The reasons our friendship ended are still baffling. Too many things, I fear, remained unsaid. Now she’s dead and those things will never be said, and another mystery will never be solved. All I can do is remember and share those memories. Richard Holmes, author of the great two-volume Coleridge biography, devotes much thought to memory and the artful reconstruction of lives. In Footsteps: Adventures of a Romantic Biographer (1985) he writes: 

“[Writing biography] taught me at least two things. First, that the past is not simply `out there,’ an objective history to be researched or forgotten, at will; but that it lives most vividly in all of us, deep inside, and needs constantly to be given expression and interpretation. And second, that the lives of great artists and poets and writers are not, after all, so extraordinary by comparison with everyone else. Once known in any detail and any scope, every life is something extraordinary, full of particular drama and tension and surprise, often containing unimagined degrees of suffering or heroism, and invariably touching extreme moments of  triumph and despair, though frequently unexpressed. The difference lies in the extent to which one is eventually recorded, and the other is eventually forgotten.” 

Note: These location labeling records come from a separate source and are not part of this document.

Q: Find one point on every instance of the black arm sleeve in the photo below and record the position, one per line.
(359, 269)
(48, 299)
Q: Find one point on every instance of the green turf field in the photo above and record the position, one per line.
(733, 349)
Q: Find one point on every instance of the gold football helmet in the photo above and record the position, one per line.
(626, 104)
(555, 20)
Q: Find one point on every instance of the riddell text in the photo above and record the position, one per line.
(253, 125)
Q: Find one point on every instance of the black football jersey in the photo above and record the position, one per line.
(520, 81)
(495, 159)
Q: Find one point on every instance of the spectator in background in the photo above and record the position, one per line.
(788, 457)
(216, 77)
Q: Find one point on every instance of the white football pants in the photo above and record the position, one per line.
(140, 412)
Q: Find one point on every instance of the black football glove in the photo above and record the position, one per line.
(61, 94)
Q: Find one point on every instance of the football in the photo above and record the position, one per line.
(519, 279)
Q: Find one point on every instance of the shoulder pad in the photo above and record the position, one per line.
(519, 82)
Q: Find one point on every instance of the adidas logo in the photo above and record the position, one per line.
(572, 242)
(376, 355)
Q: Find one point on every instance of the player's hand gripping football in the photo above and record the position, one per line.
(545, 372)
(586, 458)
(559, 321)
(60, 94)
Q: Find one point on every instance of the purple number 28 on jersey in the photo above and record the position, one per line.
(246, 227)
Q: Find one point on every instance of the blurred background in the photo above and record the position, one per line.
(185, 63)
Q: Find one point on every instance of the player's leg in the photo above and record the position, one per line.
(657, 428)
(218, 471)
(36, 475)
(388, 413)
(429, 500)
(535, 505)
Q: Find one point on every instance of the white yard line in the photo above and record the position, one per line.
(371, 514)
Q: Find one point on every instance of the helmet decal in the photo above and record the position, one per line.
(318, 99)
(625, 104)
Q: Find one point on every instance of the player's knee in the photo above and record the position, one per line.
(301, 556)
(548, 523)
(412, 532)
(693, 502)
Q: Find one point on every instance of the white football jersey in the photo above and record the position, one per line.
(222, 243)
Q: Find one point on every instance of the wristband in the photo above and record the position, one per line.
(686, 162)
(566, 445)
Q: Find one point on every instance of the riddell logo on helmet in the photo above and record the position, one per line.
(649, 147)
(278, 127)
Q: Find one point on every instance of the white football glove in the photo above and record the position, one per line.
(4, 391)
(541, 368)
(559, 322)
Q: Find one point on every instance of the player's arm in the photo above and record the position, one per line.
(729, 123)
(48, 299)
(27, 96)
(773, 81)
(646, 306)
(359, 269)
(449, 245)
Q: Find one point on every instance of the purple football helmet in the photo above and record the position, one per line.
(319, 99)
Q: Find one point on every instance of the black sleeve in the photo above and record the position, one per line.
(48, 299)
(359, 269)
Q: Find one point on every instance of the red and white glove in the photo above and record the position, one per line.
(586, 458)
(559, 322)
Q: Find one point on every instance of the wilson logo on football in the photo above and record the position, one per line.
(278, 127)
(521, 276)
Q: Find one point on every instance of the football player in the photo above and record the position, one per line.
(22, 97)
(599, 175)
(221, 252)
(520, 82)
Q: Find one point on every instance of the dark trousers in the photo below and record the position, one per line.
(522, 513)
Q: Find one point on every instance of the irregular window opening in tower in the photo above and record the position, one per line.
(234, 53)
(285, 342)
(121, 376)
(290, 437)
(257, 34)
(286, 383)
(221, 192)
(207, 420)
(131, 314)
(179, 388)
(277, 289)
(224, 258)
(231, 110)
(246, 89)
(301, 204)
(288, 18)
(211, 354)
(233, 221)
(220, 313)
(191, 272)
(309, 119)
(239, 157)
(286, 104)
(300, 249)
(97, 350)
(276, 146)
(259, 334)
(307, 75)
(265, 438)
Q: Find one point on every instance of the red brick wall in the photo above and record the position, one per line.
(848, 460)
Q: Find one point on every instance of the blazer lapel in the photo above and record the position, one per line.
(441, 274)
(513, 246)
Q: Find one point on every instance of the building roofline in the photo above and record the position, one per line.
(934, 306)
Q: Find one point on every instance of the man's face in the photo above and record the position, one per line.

Odd to think I’m a caretaker of sorts, as all of us are. Cindy’s father died when she was young, and she never married or had children, and this may account for her powerful need for friends, and for her difficulty in holding on to them. The happiest I saw her was when she was thinking about returning to observant Judaism, and I arranged for us to attend a seder at a friend's house. She considered it a homecoming. I think of her when I read the seder scene in Isaac Rosenfeld's Passage from Home.

Most of us are forgotten, sooner or later, but I feel an obligation to remember friends, acquaintances and even strangers. The substance of their lives, as Holmes says, is otherwise “frequently unexpressed.” Holmes puts me in mind of Keats, a passage from Endymion (Book II, 153-159): 

“But this is human life: the war, the deeds,
The disappointment, the anxiety,
Imagination’s struggles, far and nigh,
All human; bearing in themselves this good,
That they are still the air, the subtle food,
To make us feel existence, and to shew
How quiet death is.”

3 comments:

Gary in Nairobi said...

Thanks for sharing this reminder of the essential worth of each person and of the role writing can play in helping us not forget.

Dave Lull said...

On September 2 Isaac Rosenberg will be remembered in his East End neighborhood:

http://war-poets.blogspot.com/2012/08/isaac-rosenberg-celebration.html

Roger Boylan said...

No man is an island,
Entire of itself.
Each is a piece of the continent,
A part of the main.

I always found these words of Donne's, which your post brought to mind, very moving, over-quoted as they are. (Or were: general ignorance is such that once-tattered quotes are fresh again.)